Things have taken a decidedly cultish turn at the Yoni School for Wayward Poets ever since the arrival of Miss Blythe Lee Looming-Catastrophe.
I don’t think I’ve told you about Miss Blythe Lee Looming-Catastrophe. First of all, she insists on having her full name used all the time, including the Miss.
Miss Blythe Lee Looming-Catastrophe. A product of WWII, the big one, her mother was one of the Philadelphia Loomings of “Automatic Awning” fame. Her father was a drill sergeant in the Italian army, one Giuseppe Catastrophe. They met during the battle of Monte Cassino where Faith Looming had been airdropped in order to service the servicemen. After searching high and low on the Monte, she finally discovered a serviceman to service…one Giuseppe Catastrophe.
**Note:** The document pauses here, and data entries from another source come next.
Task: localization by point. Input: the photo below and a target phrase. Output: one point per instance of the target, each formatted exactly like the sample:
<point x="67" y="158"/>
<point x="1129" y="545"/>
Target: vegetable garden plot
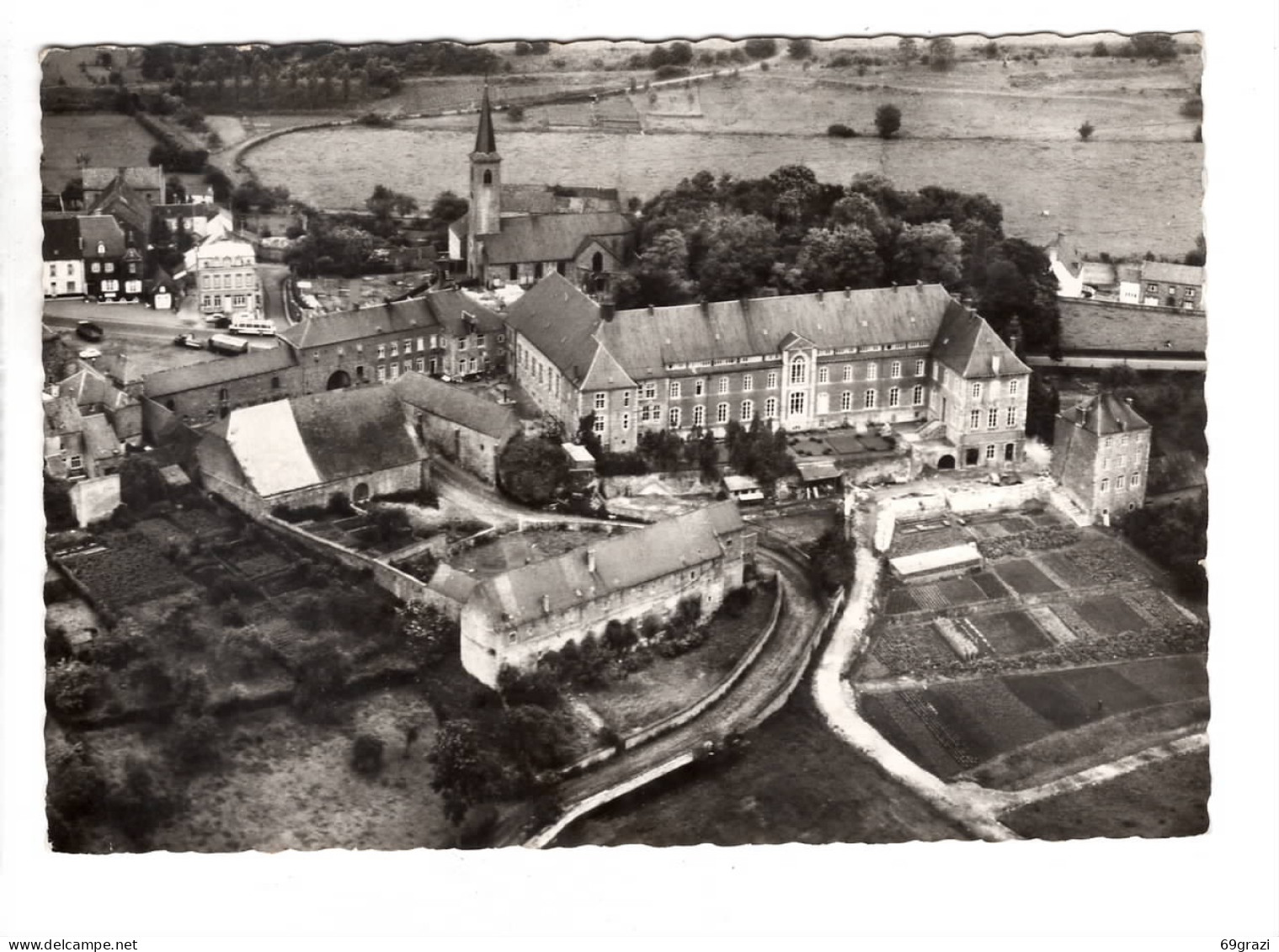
<point x="1012" y="633"/>
<point x="1074" y="698"/>
<point x="1068" y="572"/>
<point x="901" y="727"/>
<point x="1111" y="614"/>
<point x="961" y="592"/>
<point x="1025" y="577"/>
<point x="990" y="584"/>
<point x="1168" y="680"/>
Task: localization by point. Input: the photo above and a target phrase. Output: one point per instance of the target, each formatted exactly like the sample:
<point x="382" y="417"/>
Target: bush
<point x="367" y="755"/>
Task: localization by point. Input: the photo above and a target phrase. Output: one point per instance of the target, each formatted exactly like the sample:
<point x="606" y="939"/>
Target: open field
<point x="109" y="138"/>
<point x="1104" y="194"/>
<point x="796" y="782"/>
<point x="956" y="726"/>
<point x="1164" y="799"/>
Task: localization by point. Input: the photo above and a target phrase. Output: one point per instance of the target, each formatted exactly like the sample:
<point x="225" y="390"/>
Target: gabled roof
<point x="148" y="177"/>
<point x="456" y="406"/>
<point x="1106" y="414"/>
<point x="549" y="237"/>
<point x="436" y="311"/>
<point x="61" y="238"/>
<point x="1091" y="325"/>
<point x="486" y="142"/>
<point x="970" y="347"/>
<point x="621" y="564"/>
<point x="290" y="445"/>
<point x="1172" y="274"/>
<point x="645" y="343"/>
<point x="559" y="321"/>
<point x="206" y="374"/>
<point x="101" y="229"/>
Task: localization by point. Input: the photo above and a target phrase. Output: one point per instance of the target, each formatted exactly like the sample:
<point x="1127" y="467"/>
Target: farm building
<point x="1100" y="455"/>
<point x="515" y="618"/>
<point x="520" y="234"/>
<point x="938" y="564"/>
<point x="859" y="359"/>
<point x="302" y="451"/>
<point x="462" y="427"/>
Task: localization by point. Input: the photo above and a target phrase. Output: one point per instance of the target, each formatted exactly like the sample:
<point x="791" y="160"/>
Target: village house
<point x="226" y="270"/>
<point x="302" y="451"/>
<point x="64" y="261"/>
<point x="513" y="619"/>
<point x="518" y="234"/>
<point x="1100" y="455"/>
<point x="862" y="359"/>
<point x="461" y="427"/>
<point x="444" y="333"/>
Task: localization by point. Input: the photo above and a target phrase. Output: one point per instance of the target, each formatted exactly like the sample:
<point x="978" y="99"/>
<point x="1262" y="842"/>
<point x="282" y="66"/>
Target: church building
<point x="517" y="234"/>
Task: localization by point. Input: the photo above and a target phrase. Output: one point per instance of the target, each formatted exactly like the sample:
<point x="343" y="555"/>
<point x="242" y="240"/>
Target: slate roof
<point x="643" y="343"/>
<point x="1106" y="414"/>
<point x="105" y="229"/>
<point x="549" y="237"/>
<point x="439" y="311"/>
<point x="1101" y="326"/>
<point x="206" y="374"/>
<point x="457" y="406"/>
<point x="1172" y="274"/>
<point x="61" y="238"/>
<point x="621" y="564"/>
<point x="968" y="345"/>
<point x="148" y="177"/>
<point x="290" y="445"/>
<point x="561" y="321"/>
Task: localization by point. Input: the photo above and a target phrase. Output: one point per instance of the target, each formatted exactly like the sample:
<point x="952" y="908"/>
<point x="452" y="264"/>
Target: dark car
<point x="88" y="330"/>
She found him under a small round table covered with a red and white checked table cloth at an outdoor café just around the corner from the Cassino. Giuseppe was hiding. Whether from the Allied troops or from his own lieutenant was never clearly established. What is known is that it was love at first sight. Faith and Giuseppe were united before daybreak.
Miss Blythe Lee Looming-Catastrophe was the result of that union, a true prix de guerre. As it turned out, though, Giuseppe could never get out of his habit of running and hiding. One morning he left the villa to grab a pack of smokes and never came back. Faith Looming was thrown upon her own ample resources in the raising of her daughter Miss Blythe Lee Looming-Catastrophe. The lack of a father-in-residence had only one apparent consequence. Miss Blythe Lee Looming-Catastrophe developed an abiding faith in the eventual manifestation of a spiritual father-figure, and so she has spent her entire life engaged in the practise of assorted occult rituals designed to turn the dross of her family history into golden slumbers.
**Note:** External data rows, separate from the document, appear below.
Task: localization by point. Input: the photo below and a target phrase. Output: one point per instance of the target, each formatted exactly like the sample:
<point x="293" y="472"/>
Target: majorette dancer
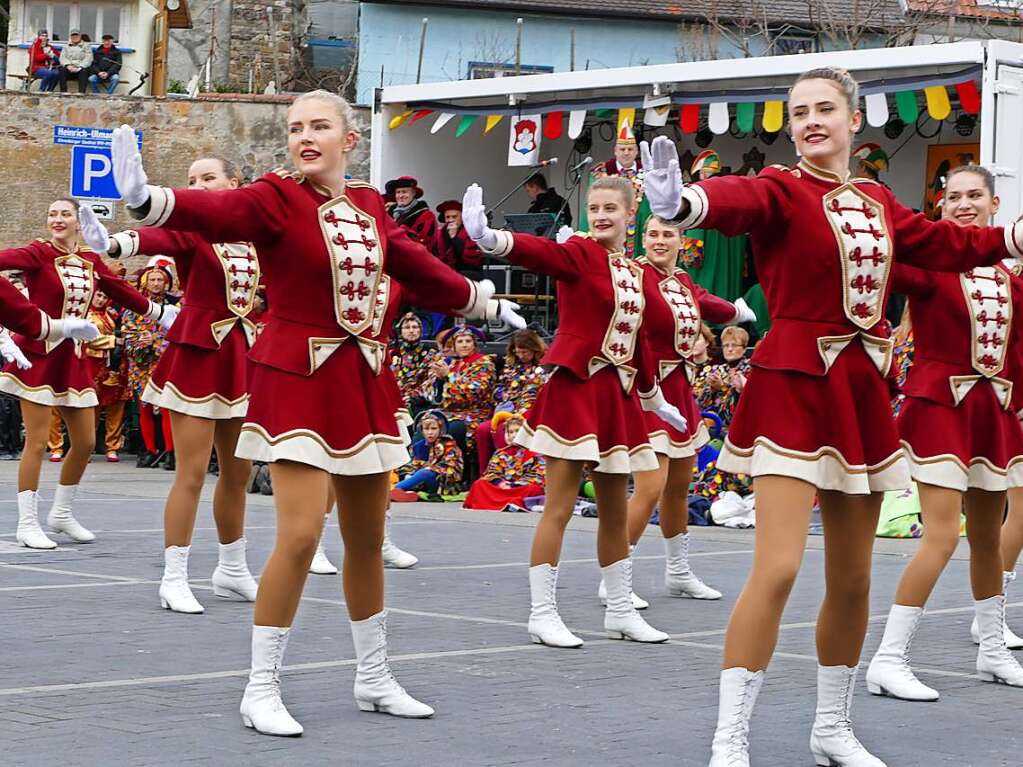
<point x="322" y="395"/>
<point x="590" y="409"/>
<point x="814" y="418"/>
<point x="61" y="275"/>
<point x="675" y="306"/>
<point x="963" y="440"/>
<point x="202" y="381"/>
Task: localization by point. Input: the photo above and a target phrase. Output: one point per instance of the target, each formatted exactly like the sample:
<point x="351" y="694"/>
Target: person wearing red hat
<point x="410" y="211"/>
<point x="452" y="244"/>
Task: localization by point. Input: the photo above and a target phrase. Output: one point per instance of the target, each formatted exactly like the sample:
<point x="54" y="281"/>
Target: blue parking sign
<point x="92" y="173"/>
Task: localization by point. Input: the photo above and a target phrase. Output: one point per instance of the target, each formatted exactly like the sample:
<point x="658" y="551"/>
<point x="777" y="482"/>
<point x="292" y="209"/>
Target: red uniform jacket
<point x="675" y="306"/>
<point x="825" y="247"/>
<point x="968" y="328"/>
<point x="458" y="252"/>
<point x="220" y="283"/>
<point x="62" y="283"/>
<point x="323" y="260"/>
<point x="601" y="301"/>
And she’s had quite an effect on the inmates of the Yoni School. Suzy Homemaker is now a member of a group called the Castrati di Naturo Pathogen. The founder of this society, she says, was an alchemist in the south of France during the ninth century. Little else is known about him, but it seems he was a demanding taskmaster. Devotees risked his wrath at their peril, for he was known to possess a quick temper and a biting sarcasm that could flay the flesh from one’s very bones. The main ritual these Castrati seem to engage in is to anoint themselves with oil (by jumping in the bathtub), wrapping themselves in flannel nighties and repeatedly mumbling arcane phrases such as “I toleja so I toleja so I toleja so…” The result is a hypnotic trance similar to voodoo practices, followed by sleep during which one dreams of lettuce.
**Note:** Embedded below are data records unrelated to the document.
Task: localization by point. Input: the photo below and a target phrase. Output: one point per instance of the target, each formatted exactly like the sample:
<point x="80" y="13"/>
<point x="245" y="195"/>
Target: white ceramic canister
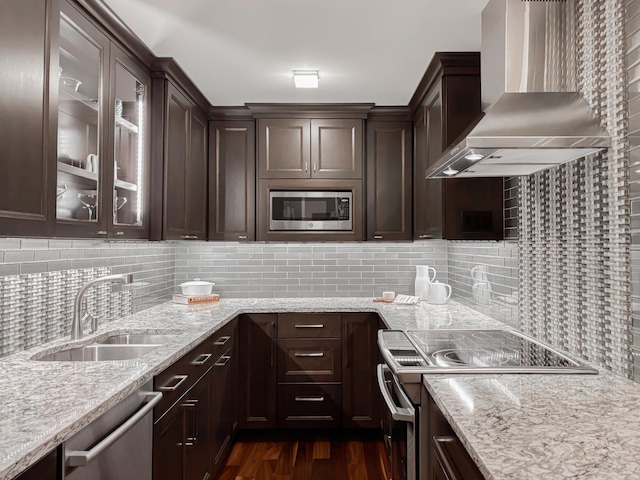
<point x="439" y="293"/>
<point x="423" y="280"/>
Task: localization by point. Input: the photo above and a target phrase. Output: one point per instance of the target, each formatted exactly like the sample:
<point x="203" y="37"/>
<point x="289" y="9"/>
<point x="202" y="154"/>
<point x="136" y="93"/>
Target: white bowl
<point x="196" y="287"/>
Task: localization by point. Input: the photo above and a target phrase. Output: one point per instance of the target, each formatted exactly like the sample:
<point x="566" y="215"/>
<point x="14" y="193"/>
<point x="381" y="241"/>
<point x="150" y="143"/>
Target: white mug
<point x="438" y="294"/>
LaLaLeo has joined the Vibratos. As far as I can tell, they’re similar to the Sufi Dervishes. Except they don’t whirl. They just perch on their hind legs, imitating humans, and oscillate.
Finally, Cosmicat, not to be outdone, has become the most vocal cultist of all, thanks to her membership in the Flying Yowlengas, a reputedly demonic sect whose main ritual is to pace stealthily within an inverted pentagram at midnight while uttering bloodcurdling howls at a preferably full moon. Cosmicat’s main problem is that she can’t decide whether to do this indoors or out. One minute she wants out. Next she wants in. The keepers of the zoo, excuse me, the school, are at their wits’ ends, not knowing whether to make the sign of the Cross, shoot silver bullets or use wooden stakes. Mostly they open the doors when required.
Some of the inmates celebrated Easter in the old-fashioned way. Chocolate bunnies.